Aiken is the chair of computer science at Stanford and an ACM fellow. His research focuses on programming languages. The talk highlighted a new parallel programming system, known as Legion, which works on heterogeneous, hierarchical, and distributed parallel machines.
Legion is relevant in this world of supercomputers that require a lot of heterogeneity to function. A supercomputer can include central processing units (CPU), graphics processing units (GPU), field programming gate arrays, and more — all with different memory sizes and speeds. Yet, because latency – the delay between instructions for data transfer and the transfer itself –is fixed in these systems, the power of computation is often faster than the ability to move data around. This can make it difficult to effectively program these high-end machines.

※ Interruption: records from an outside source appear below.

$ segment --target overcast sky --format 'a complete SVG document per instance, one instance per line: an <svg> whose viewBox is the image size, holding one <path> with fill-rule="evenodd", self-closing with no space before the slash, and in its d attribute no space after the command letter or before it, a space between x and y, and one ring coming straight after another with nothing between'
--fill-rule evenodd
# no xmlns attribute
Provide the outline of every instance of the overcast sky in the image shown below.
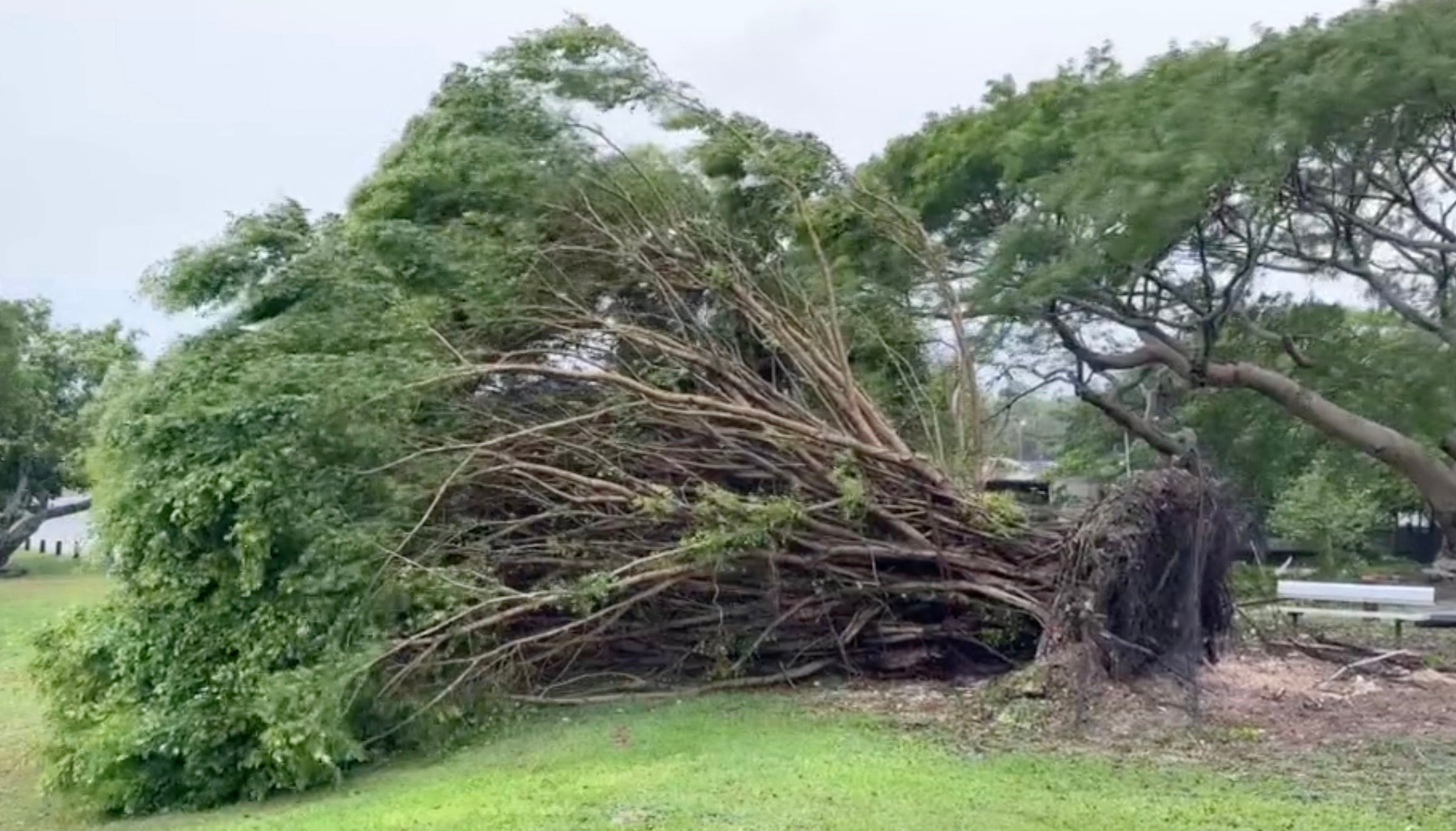
<svg viewBox="0 0 1456 831"><path fill-rule="evenodd" d="M1112 41L1245 42L1348 0L0 0L0 297L188 326L141 271L281 196L338 210L456 61L566 10L625 31L722 108L859 162L1005 74Z"/></svg>

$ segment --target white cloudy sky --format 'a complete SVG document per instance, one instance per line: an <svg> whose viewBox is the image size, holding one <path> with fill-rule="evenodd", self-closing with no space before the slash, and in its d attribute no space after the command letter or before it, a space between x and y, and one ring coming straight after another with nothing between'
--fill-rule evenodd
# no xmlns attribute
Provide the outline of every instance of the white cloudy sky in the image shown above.
<svg viewBox="0 0 1456 831"><path fill-rule="evenodd" d="M119 317L157 349L189 323L137 275L227 211L336 210L456 61L566 10L623 29L711 102L850 160L989 79L1111 39L1245 41L1351 0L0 0L0 297Z"/></svg>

The three primary goals in programming the current generation of supercomputers are:
- High performance
- Performance portability
Although these goals can be met today, they come at a great cost. It can take a decade of software investment to develop one application, yet the machines change every three to four years. Currently, it is the programmer’s responsibility to keep up with what can often be tedious and time-consuming work.

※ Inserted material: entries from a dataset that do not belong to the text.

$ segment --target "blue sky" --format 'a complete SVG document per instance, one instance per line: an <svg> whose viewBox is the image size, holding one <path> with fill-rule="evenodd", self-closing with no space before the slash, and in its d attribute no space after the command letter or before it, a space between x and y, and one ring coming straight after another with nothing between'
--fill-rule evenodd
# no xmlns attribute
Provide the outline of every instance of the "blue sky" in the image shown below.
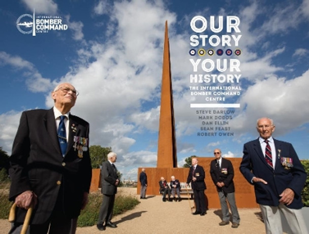
<svg viewBox="0 0 309 234"><path fill-rule="evenodd" d="M90 145L110 146L118 154L117 168L124 178L136 179L139 167L156 166L167 20L178 166L192 155L212 157L215 148L226 157L241 157L243 144L257 138L256 120L263 116L274 120L274 137L292 143L301 159L309 159L309 1L210 3L2 1L0 146L10 154L21 112L51 108L51 91L69 82L80 92L72 113L90 123ZM35 37L21 33L17 19L32 15L34 9L36 16L60 17L68 29ZM241 87L240 95L226 96L225 102L239 104L239 108L190 108L192 103L210 103L204 96L191 95L189 88L194 74L190 59L209 58L191 56L190 50L210 47L190 45L191 36L199 35L190 26L196 16L208 23L210 16L217 23L219 16L240 20L240 32L224 33L224 24L222 33L214 34L208 25L200 34L241 35L238 47L229 47L240 49L241 55L219 58L240 63L240 82L233 84ZM206 73L199 68L197 74ZM228 124L233 136L198 137L205 126L196 114L199 110L234 110Z"/></svg>

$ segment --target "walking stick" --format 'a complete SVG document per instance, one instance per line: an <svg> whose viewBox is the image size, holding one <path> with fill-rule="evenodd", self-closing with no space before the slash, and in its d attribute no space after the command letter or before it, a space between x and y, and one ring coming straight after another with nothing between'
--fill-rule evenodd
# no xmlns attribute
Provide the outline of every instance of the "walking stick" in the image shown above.
<svg viewBox="0 0 309 234"><path fill-rule="evenodd" d="M191 210L191 214L193 214L192 207L191 206L191 203L190 202L190 194L189 194L189 191L188 189L188 186L186 185L186 189L187 189L187 193L188 194L188 200L189 201L189 206L190 207L190 210Z"/></svg>
<svg viewBox="0 0 309 234"><path fill-rule="evenodd" d="M13 222L15 220L15 209L16 208L16 204L14 203L12 206L11 210L10 210L10 214L9 215L9 222ZM29 208L27 211L26 216L25 217L25 220L23 221L23 224L22 225L22 228L20 234L26 234L28 227L29 226L29 223L30 222L30 218L31 218L31 215L32 214L32 211L33 208L32 205Z"/></svg>

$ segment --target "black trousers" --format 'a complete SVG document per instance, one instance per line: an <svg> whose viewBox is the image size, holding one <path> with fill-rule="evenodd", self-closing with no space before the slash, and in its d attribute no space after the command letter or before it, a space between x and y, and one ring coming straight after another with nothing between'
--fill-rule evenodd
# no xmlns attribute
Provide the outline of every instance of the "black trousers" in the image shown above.
<svg viewBox="0 0 309 234"><path fill-rule="evenodd" d="M204 193L204 190L193 190L196 211L199 212L206 212L206 203L205 202L205 194Z"/></svg>

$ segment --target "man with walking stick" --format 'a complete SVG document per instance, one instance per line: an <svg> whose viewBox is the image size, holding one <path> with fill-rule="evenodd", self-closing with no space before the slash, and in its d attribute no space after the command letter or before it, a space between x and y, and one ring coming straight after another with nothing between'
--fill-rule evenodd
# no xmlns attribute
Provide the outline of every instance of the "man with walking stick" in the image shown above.
<svg viewBox="0 0 309 234"><path fill-rule="evenodd" d="M195 212L193 215L205 215L206 214L206 203L204 191L206 189L205 171L202 166L198 165L197 158L192 158L192 165L190 167L189 174L187 179L187 186L191 182L191 187L194 193Z"/></svg>
<svg viewBox="0 0 309 234"><path fill-rule="evenodd" d="M71 84L60 84L51 93L53 108L21 114L10 157L9 199L17 207L10 233L20 233L33 206L30 234L68 234L87 204L89 124L70 113L78 95Z"/></svg>

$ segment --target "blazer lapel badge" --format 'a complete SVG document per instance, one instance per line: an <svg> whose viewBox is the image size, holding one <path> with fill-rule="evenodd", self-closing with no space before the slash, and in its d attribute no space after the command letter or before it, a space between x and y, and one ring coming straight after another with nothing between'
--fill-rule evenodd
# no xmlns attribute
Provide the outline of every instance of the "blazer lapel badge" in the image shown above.
<svg viewBox="0 0 309 234"><path fill-rule="evenodd" d="M77 155L80 158L83 157L83 152L88 150L88 138L75 136L73 139L74 151L77 150Z"/></svg>

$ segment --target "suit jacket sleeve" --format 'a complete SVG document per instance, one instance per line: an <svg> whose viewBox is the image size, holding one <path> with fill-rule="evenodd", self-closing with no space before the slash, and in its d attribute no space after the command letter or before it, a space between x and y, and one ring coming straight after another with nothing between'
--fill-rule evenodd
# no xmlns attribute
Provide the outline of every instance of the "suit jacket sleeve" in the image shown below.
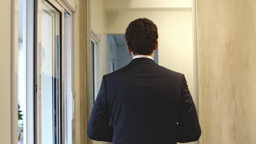
<svg viewBox="0 0 256 144"><path fill-rule="evenodd" d="M196 141L201 136L201 128L195 104L184 75L182 78L182 97L177 124L177 142Z"/></svg>
<svg viewBox="0 0 256 144"><path fill-rule="evenodd" d="M112 142L113 128L109 125L109 109L107 102L105 76L103 76L88 123L87 134L96 141Z"/></svg>

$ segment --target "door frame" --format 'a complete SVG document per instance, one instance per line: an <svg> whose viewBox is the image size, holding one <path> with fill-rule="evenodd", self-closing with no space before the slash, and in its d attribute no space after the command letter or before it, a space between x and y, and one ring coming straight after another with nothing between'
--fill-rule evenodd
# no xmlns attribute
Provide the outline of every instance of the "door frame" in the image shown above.
<svg viewBox="0 0 256 144"><path fill-rule="evenodd" d="M58 100L57 104L57 106L59 107L59 109L61 109L61 113L60 113L61 117L56 117L57 119L61 119L61 125L57 127L60 129L59 129L59 133L60 134L57 134L57 135L60 135L60 137L57 137L56 139L57 142L61 142L63 141L63 137L62 136L62 134L63 132L64 124L63 122L63 72L65 70L64 67L63 67L63 62L64 59L64 15L65 15L65 10L64 8L61 7L61 5L57 2L57 1L54 0L45 0L48 2L50 5L51 5L54 8L58 10L60 13L60 20L61 20L61 25L60 25L60 36L61 37L60 38L60 68L61 70L60 79L61 85L60 88L60 99ZM35 3L35 11L34 11L34 87L36 91L34 92L34 143L37 144L41 144L42 142L42 74L41 73L41 53L42 53L42 0L36 1ZM61 107L60 107L60 105L61 104ZM59 114L59 113L58 113ZM59 115L57 115L59 116Z"/></svg>

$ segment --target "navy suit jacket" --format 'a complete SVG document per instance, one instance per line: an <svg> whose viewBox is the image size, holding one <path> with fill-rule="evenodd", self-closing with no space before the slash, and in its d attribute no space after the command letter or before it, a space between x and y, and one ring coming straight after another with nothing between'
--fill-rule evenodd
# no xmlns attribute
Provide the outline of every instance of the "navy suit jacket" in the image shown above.
<svg viewBox="0 0 256 144"><path fill-rule="evenodd" d="M201 135L183 74L147 58L103 76L88 135L113 144L174 144Z"/></svg>

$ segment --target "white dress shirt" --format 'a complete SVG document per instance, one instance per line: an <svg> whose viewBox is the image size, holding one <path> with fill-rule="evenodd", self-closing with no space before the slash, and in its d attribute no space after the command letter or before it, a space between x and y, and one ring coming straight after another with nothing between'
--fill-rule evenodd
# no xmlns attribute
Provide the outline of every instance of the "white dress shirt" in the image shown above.
<svg viewBox="0 0 256 144"><path fill-rule="evenodd" d="M135 56L133 58L132 58L132 59L135 58L148 58L154 60L154 58L153 57L148 55L137 55Z"/></svg>

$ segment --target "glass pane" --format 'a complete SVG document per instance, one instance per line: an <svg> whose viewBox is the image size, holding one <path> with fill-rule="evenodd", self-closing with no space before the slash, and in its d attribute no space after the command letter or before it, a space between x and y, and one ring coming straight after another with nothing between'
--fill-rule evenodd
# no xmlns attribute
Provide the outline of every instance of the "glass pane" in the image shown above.
<svg viewBox="0 0 256 144"><path fill-rule="evenodd" d="M60 143L61 14L45 1L42 10L42 143Z"/></svg>

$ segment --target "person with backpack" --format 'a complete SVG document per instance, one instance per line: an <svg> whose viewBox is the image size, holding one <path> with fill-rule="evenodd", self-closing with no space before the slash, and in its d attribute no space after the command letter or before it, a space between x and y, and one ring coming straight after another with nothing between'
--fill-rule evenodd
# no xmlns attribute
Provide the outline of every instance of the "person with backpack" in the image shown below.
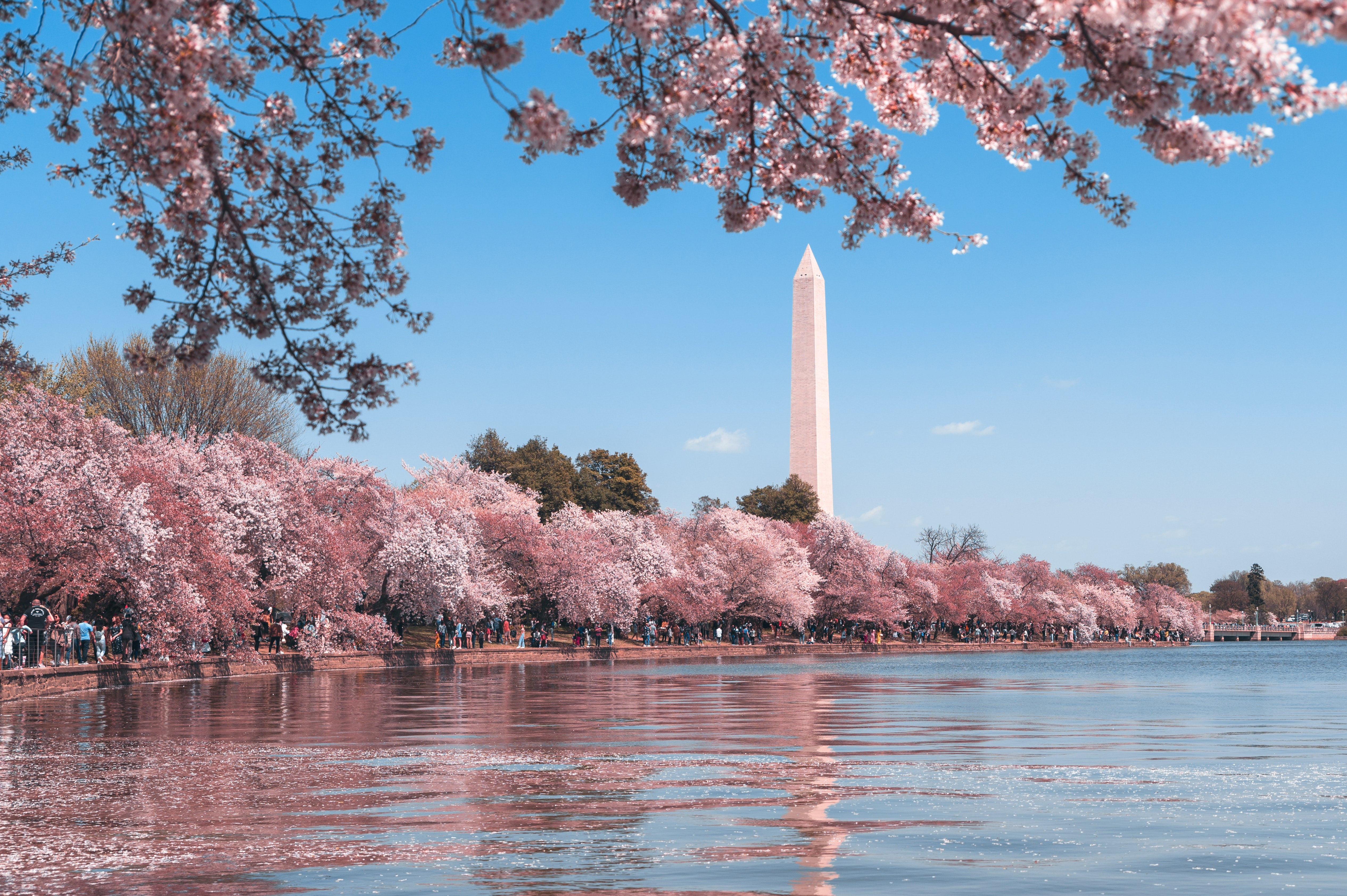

“The real problem is not describing the parallelism; the problem is really the data and the movement of the data within these machines,” Aiken said.
The goal of Legion is to shift some of this responsibility on to the programming system. When the organization of a program’s data is easily matched to a machine’s memory, it helps meet these performance goals.
Legion is a programming model and runtime system that describes hierarchical organizations for data and computation at an abstract level. A separate mapping interface lets programmers control how data and computation are placed onto the memories and processors of a machine.
The results are effective. According to Aiken, Legion is competitive on a single graph, runs 20 times faster on GPUs, and is much faster than CPU systems.
“You get a win on every single network we’ve tried just by doing partitioning and networking in a different way than is currently represented on other systems,” Aiken said.
The new programming model is already being used in the fields of chemistry and physics to model chemical reactions.
Ultimately, Aiken presents a new way of looking at programming. If a programmer is willing to put in the effort to organize data up front, it will approve efficiency overall. “It’s all about program productivity. How much effort are you willing to expend to get the desired level of performance?” Aiken said.